FUTURE TRENDS
In the oncologic setting, CT and MRI play a pivotal role in not only
providing the diagnosis and information on disease burden but also
evaluating treatment response and imaging surveillance. However,
conventional CT and MRI techniques occasionally have limitations in
differentiating between different types of tumors that may occur in the
same location or differentiating between treatment-related changes and
viable tumor in the posttreatment setting. In addition, they do not
provide detail regarding tumor histoarchitecture and physiology or
imaging parameters that can be used for risk stratification. As a
result, over past decades, there has been great effort in developing
advanced imaging techniques that can address these formidable challenges35,40-42.
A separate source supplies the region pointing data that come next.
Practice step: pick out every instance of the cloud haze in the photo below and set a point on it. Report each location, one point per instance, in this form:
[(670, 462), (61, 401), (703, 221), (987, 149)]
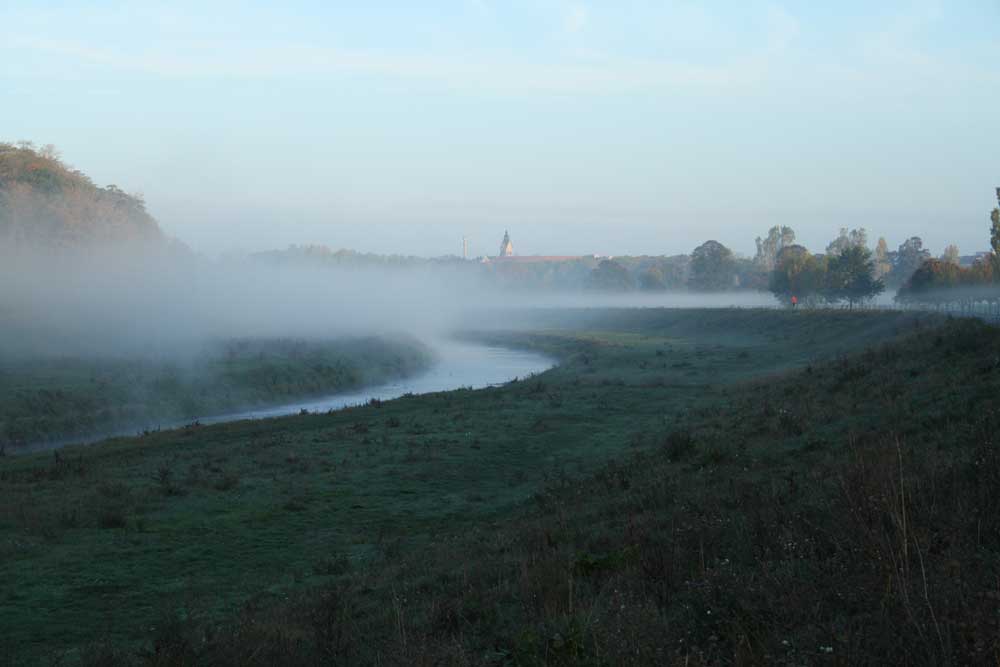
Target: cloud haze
[(634, 127)]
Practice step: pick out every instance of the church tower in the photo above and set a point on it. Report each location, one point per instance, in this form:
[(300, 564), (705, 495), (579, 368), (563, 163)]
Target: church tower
[(506, 247)]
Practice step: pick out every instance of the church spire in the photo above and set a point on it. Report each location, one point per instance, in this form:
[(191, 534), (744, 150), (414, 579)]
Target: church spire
[(506, 247)]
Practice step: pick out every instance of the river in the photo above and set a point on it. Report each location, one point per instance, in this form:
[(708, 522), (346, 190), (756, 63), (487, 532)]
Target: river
[(458, 364)]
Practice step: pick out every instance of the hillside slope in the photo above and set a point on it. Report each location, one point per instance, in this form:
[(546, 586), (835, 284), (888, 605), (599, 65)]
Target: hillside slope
[(43, 202)]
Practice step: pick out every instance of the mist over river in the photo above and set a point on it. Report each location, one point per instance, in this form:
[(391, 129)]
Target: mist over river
[(458, 364)]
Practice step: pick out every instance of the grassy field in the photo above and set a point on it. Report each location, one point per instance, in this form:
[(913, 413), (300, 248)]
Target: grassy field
[(53, 398), (686, 486)]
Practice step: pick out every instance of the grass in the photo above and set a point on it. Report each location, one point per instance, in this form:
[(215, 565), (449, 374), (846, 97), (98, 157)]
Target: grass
[(690, 487), (46, 399)]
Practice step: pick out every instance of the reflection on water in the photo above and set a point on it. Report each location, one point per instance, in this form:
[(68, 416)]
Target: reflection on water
[(458, 365)]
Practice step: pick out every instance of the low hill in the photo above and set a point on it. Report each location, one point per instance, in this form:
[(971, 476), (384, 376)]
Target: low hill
[(44, 202)]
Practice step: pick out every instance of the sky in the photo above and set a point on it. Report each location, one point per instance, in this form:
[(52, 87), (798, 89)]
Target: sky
[(626, 127)]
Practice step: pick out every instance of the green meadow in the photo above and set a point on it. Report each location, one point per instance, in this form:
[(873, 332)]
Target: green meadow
[(685, 487), (63, 398)]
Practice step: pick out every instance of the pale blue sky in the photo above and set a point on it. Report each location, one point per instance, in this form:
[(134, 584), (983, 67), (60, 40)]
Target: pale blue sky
[(606, 127)]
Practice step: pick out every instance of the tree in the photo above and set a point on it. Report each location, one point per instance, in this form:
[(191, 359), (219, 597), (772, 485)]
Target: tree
[(930, 281), (768, 248), (909, 257), (883, 261), (713, 267), (796, 273), (849, 276), (950, 254), (855, 237), (610, 275)]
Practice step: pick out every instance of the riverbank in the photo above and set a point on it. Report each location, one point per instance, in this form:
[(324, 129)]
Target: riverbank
[(595, 512), (54, 400)]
Dual-energy CT allows acquisition of images simultaneously at high- and
low-energy spectra simultaneously with radiation doses that is equal to
or less than the conventional single-energy CT. Virtual noncontrast
images can be generated from dual-energy CT dataset reducing acquisition
time and radiation 43.
Iodine concentration in the tumor can also be assessed qualitatively and
quantitatively. This may help in tumor delineation and separation
between residual viable tumor and treatment fibrosis44.
There are several advanced MRI techniques that are used for imaging of
tumors in the skull base and head and neck region, such as
high-resolution 3D MRI, DWI, MR perfusion, and MR spectroscopy. These
techniques have demonstrated a wide range of potential utilities in
diagnosis, tumor prognostication and posttreatment evaluation35,40,41.
Moreover, newer MR technology such as fast MRI sequences can reduce the
scan time which is particularly useful in pediatric population as it can
minimize motion artifact and decrease sedation needs45. Furthermore, zero
echo time (TE) sequences, so called black bone MRI, may show promise in
bone evaluation due to its high soft tissue/ bone contrast reducing the
need for CT46,47.
More scientific data and research are needed to evaluate the efficacy of
these advanced techniques in clinical practice.
Finally, with the advent of powerful processing capabilities, artificial
intelligence in radiology (radiomics) will allow for extraction of
quantifiable data from imaging furthering tumor and treatment imaging
phenotype understanding. Combining radiomics and genomics, so called
radiogenomics, may aid in tumor behavioral understanding and risk
stratification and prognostication.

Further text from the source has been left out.